I was dazzled by the horse puppets and I cried a couple of times—but often I was bored. War Horse is a disappointingly empty spectacle.
The story is about a 16-year-old English lad named Albert, and his hunter, Joey. When his dad sells Joey into military use at the start of World War I, Albert enlists, despite being underage, in the hopes of finding his beloved companion on the battlefield.
Adapted from Michael Morpurgo’s children’s book, the plot is achingly predictable, especially in Act —not to mention melodramatic. And the tone of this production—which is presented by the National Theatre of Great Britain and Bob Boyett in association with the Handspring Puppet Company—is relentlessly sentimental. A singer keeps popping out of the word work to belt out war tunes in an elegiac tone and there’s an overabundance of warmly tinted fog in Paule Constable’s lighting design.

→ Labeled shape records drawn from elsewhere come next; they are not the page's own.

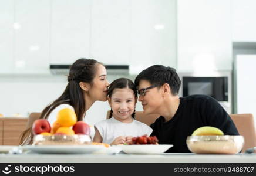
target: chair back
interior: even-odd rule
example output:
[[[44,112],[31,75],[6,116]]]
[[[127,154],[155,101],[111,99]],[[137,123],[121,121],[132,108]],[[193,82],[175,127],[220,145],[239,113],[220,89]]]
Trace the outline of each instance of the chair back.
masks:
[[[110,113],[110,111],[107,111],[107,119],[109,119]],[[135,119],[150,126],[159,117],[160,115],[157,114],[145,116],[143,114],[143,111],[136,111]]]
[[[252,114],[230,114],[240,135],[244,137],[242,153],[249,148],[256,147],[256,130]]]
[[[31,113],[28,117],[28,123],[26,123],[26,129],[31,127],[35,120],[39,119],[41,113]]]

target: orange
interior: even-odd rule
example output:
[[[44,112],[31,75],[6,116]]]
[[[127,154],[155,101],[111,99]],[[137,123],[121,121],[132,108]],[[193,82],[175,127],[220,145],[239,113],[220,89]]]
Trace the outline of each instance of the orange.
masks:
[[[60,124],[58,123],[57,121],[55,121],[52,124],[52,131],[50,131],[52,134],[54,134],[57,131],[58,128],[60,127]]]
[[[71,127],[76,123],[77,118],[75,111],[70,108],[64,108],[57,114],[57,122],[62,127]]]
[[[73,131],[72,129],[71,129],[69,127],[61,127],[58,128],[57,131],[56,131],[56,133],[64,133],[66,135],[74,135],[75,132]]]
[[[43,135],[43,136],[52,136],[52,134],[48,132],[43,132],[40,133],[40,135]]]

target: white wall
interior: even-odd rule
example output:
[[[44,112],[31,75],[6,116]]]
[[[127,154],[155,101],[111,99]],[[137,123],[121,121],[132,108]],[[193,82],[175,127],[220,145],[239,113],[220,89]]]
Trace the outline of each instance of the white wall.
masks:
[[[108,76],[112,82],[123,76]],[[134,76],[129,76],[134,81]],[[31,112],[40,112],[58,97],[68,82],[65,76],[54,75],[5,75],[0,76],[0,113],[11,117],[15,113],[28,117]],[[93,125],[106,119],[110,110],[107,102],[96,102],[87,111],[86,119]],[[136,110],[142,111],[140,103]]]

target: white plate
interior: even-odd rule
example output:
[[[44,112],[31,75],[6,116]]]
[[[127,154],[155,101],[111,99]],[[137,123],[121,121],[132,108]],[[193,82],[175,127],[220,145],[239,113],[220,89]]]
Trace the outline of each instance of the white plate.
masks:
[[[102,145],[26,145],[25,148],[41,154],[89,154],[105,150]]]
[[[124,152],[129,154],[157,154],[166,151],[173,145],[119,145]]]

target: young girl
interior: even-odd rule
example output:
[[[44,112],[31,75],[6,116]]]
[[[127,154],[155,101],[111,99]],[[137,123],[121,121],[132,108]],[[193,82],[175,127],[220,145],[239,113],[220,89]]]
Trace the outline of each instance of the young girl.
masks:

The most nuanced acting performance comes from Andrew May, who plays German officer Captain Friedrich Muller. The characterizations are all decent—this is a National Theatre production, after all—but many of them are also disconcertingly loud. In Act 1, that’s certainly true of Michael Wyatt Cox’s work as Albert; only a puppet foal would approach a human who was hollering like that. And, with their thick accents, many characters are often unintelligible.
I’m glad I saw War Horse: the massive, sculptural puppets come alive thanks to their manipulators: the heaving of the horses’ massive chests, the flicking of their heads; that’s all magic. But the story is far more simplistic and sentimental—far less honest and intelligent—than I had hoped it would be.